Bien loin des tracasseries nationales liées à la restructuration conventionnelle du bâtiment, le milieu patronal savoyard du BTP passe actuellement l’essentiel de son temps à s’entre-déchirer. Depuis plusieurs semaines, René Chevalier, le président indéboulonnable de l’organisation patronale locale du BTP longtemps affiliée à la fédération française du bâtiment (FFB) est en guerre ouverte contre ladite FFB et celui qu’elle s’est choisie comme son nouveau représentant local, Patrick Richiero.
Le mandat de trop
Tout a commencé en juin dernier : René Chevalier, président de la fédération 73 du BTP, a été réélu président. A première vue, rien de très grave. Sauf que pour la FFB, ce nouveau mandat est apparu comme étant une provocation.

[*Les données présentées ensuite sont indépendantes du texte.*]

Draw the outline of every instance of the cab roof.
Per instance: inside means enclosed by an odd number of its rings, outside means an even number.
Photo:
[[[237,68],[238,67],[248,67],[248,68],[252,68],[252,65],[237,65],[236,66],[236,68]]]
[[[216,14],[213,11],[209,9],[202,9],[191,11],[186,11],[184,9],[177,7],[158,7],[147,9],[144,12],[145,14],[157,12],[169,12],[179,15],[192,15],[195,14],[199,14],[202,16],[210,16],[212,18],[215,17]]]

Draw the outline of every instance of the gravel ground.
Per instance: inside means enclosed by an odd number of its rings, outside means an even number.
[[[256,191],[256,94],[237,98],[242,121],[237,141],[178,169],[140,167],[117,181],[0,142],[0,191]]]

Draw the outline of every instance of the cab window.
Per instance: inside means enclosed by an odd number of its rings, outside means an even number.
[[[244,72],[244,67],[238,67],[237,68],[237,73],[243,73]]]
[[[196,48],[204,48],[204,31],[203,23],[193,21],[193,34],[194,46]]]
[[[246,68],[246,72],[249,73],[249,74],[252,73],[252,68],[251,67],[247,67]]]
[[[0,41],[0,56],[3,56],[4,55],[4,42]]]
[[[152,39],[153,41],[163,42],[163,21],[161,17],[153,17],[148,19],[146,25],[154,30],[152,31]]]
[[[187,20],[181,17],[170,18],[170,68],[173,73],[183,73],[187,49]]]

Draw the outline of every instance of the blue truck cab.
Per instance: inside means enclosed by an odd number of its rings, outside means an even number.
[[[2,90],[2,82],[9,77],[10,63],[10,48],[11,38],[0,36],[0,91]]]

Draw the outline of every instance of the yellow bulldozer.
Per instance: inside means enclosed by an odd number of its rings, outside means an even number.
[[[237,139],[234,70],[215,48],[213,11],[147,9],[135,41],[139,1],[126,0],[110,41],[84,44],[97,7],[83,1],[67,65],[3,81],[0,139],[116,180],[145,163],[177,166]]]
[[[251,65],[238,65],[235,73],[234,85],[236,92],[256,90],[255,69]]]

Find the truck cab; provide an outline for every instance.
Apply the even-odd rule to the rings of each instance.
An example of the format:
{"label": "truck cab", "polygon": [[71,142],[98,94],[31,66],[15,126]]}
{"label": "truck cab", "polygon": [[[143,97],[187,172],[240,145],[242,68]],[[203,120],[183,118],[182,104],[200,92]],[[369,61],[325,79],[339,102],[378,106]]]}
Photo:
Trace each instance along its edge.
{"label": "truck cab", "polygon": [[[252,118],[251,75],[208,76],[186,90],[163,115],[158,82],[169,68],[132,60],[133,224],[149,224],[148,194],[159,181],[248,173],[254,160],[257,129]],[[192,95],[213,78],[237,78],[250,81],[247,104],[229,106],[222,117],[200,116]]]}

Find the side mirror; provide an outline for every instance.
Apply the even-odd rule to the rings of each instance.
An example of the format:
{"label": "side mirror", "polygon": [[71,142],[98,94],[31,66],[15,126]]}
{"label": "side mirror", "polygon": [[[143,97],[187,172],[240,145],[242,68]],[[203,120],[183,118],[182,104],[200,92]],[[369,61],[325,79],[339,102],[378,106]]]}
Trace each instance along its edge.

Il faut dire que M. Chevalier préside cette fédération depuis… 20 ans. Du point de vue des instances nationales, M. Chevalier doit rendre son tablier. D’ailleurs, la FFB estime que la réélection du président est contraire aux statuts de l’organisations, qui prévoient qu’un président ne peut l’être que durant trois mandats.
Dans ces conditions, mi-novembre 2017, la FFB a demandé à René Chevalier de démissionner de son mandat. Devant son refus d’agir ainsi, à la fin du mois de novembre, elle a exclu la fédération savoyarde de son organisation et a mis en place une nouvelle structure départementale, confiée à Patrick Richiero.
Un notable patronal
Comme il fallait s’y attendre, René Chevalier n’a pas tout à fait apprécié la manoeuvre des dirigeants nationaux de la FFB. Il s’est maintenu à la tête d’une organisation professionnelle désormais dissidente et a rapidement fait savoir qu’il entendait porter l’affaire devant les tribunaux.
Or, hélas pour Jacques Chanut, le président national de la FFB, M. Chevalier est une figure importante du patronat savoyard, connue non seulement dans le BTP mais bien au-delà. Ancien président du Medef Savoie, ancien président de la CCI locale – dont il compte toujours parmi les élus – ancien membre du CESER, il est aujourd’hui encore président de la médecine du travail départementale. Autant dire que M. Chevalier a bien des soutiens parmi les élites et le patronat du département et de la région.
Surtout, comme M. Chevalier se plaît à le rappeler depuis le début de cette malheureuse affaire, l’organisation qu’il préside rassemble l’essentiel des entrepreneurs du BTP de Savoie, soit 180 entreprises qui représentent 8000 salariés.
Un autre notable patronal
Si l’on s’en tient à ce critère de la représentativité, force est de reconnaître que les arguments de René Chevalier sont plus solides que ceux de la FFB. Dans l’état actuel des choses, la nouvelle antenne locale qu’elle vient de mettre en place ne compterait qu’une vingtaine d’adhérents. Moqueur, M. Chevalier assure même au Dauphiné Libéré que ce chiffre est en réalité inférieur : “ils sont huit aujourd’hui”.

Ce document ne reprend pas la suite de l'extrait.